J'ai hésité à localiser le fil que je propose aujourd'hui entre "Actualité décriptée" et " Théologie".Dans le premier groupe existe un fil de 2008 appelé "L'amour des évangélistes américains pour Israel" mais il n' épuise pas la question centrale qui est théologique.D'où le choix de cette seconde catégorie.
J'ai voulu mettre en texte caché le résumé des conflits et persécutions réciproques entre Juifs et Chrétiens dans l'Histoire (j'espère y être parvenu) car ,bien qu'utiles à rappeler,ils ne constituent pas l'essentiel du sujet.Aux contributeurs de nous dire.

La triste actualité de ces derniers mois concentre nos regards sur l’Ukraine et la Russie d’un côté,la Terre Sainte de l’autre , Israel et Palestine.Ce deuxième lieu d’affrontements sanglants amène à réfléchir sur la vocation du vieil Israel et à la façon dont l’Eglise,nouvel Israel peut et doit le considérer à la lumière d’une très longue histoire,presque jamais et quasiment nulle part harmonieuse.
[+] Texte masqué
Elle commence par la persécution de l’entourage des Grands Prêtres (les Sadducéens) dès après la mort du Christ et Sa résurrection avec la lapidation d’Etienne , le premier martyr. Puis l’hostilité persécutrice passe du côté des Pharisiens,comme l’atteste le parcours de Saul, devenu Paul après la soudaine conversion sur le chemin de Damas Cette hostilité pharisienne, devenue rabbinique quand les pharisiens devinrent la seule école admise de facto au sein du judaisme maintenu, imprègne ici ou là les écrits du Talmud dans les deux siècles qui suivent :calomnie de la Vierge Marie avec l’attribution calomniatrice d’une paternité de Jésus au centurion romain appelé Pandera dans le texte , et 18è Bénédiction quotidienne qui est en fait une Malédiction explicite, celle des Minims et Nostrim, en l’espèce les Judéo-Chrétiens.A quoi s’ajoutent des dénonciations plus ou moins explicites des mêmes judéo chrétiens dans les villes de la diaspora quand le pouvoir romain commença à arrêter les chrétiens, coupables de ne pas sacrifierà l’empereur et à Rome,voire étant vaguement soupçonnées de crime plus grave ,comme le notait Pline le jeune : le même genre de soupçons fantasmagoriques ,type sacrifice d’enfants que celui dont la rumeur accusera les Juifs en Occident quelques siècles après).

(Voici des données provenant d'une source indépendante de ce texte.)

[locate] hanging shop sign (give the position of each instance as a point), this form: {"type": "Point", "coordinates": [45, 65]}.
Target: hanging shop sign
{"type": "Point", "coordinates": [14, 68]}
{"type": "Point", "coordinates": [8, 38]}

La dernière persécution d’un pouvoir juif contre les Chrétiens eut lieu au VIè siècle au Yemen quand un roi d’Himyar converti au judaïsme voulut obliger ses sujets à adopter sa nouvelle foi, le point d’orgue de la persécution étant l’incendie allumé par le roi dans l’église de Najran où avaient été rassemblés l’élite civile et religieuse chrétienne des environs. Cet évènement entraina l’intervention armée de l’empire chrétien d’Axoum qui renversa le roi persécuteur et s’empara du pays pour quelques décennies
A partir du moment où le christianisme devint religion d’Etat dans les pays d’Occident ainsi que dans l’Empire byzantin, la persécution changea de camp : l’Eglise obtint de l’Etat des mesures contraignant la Synagogue (cette femme aveuglée par un bandeau de certaines de nos cathédrales)à une stricte limitation, tant spatiale que professionnelle et jusqu’à la manière de se vêtir.
Les expulsions des Juifs se multiplièrent dans les royaumes européens et Saint Louis lui-même fit brûler le Talmud devant le parvis de Notre Dame.
Un climat durablement anti juif s’installa qui permit le développement de la thèse du peuple déicide motivant les pogroms avant la lettre ayant accompagné le parcours de la Première Croisade en Rhénanie et ailleurs sans doute. Tout ceci aboutissant à ce qu’on appela au XXème siècle l’antisémitisme sociologique dont les milieux catholiques ne furent pas exempts jusqu’aux lendemain du Concile Vatican II.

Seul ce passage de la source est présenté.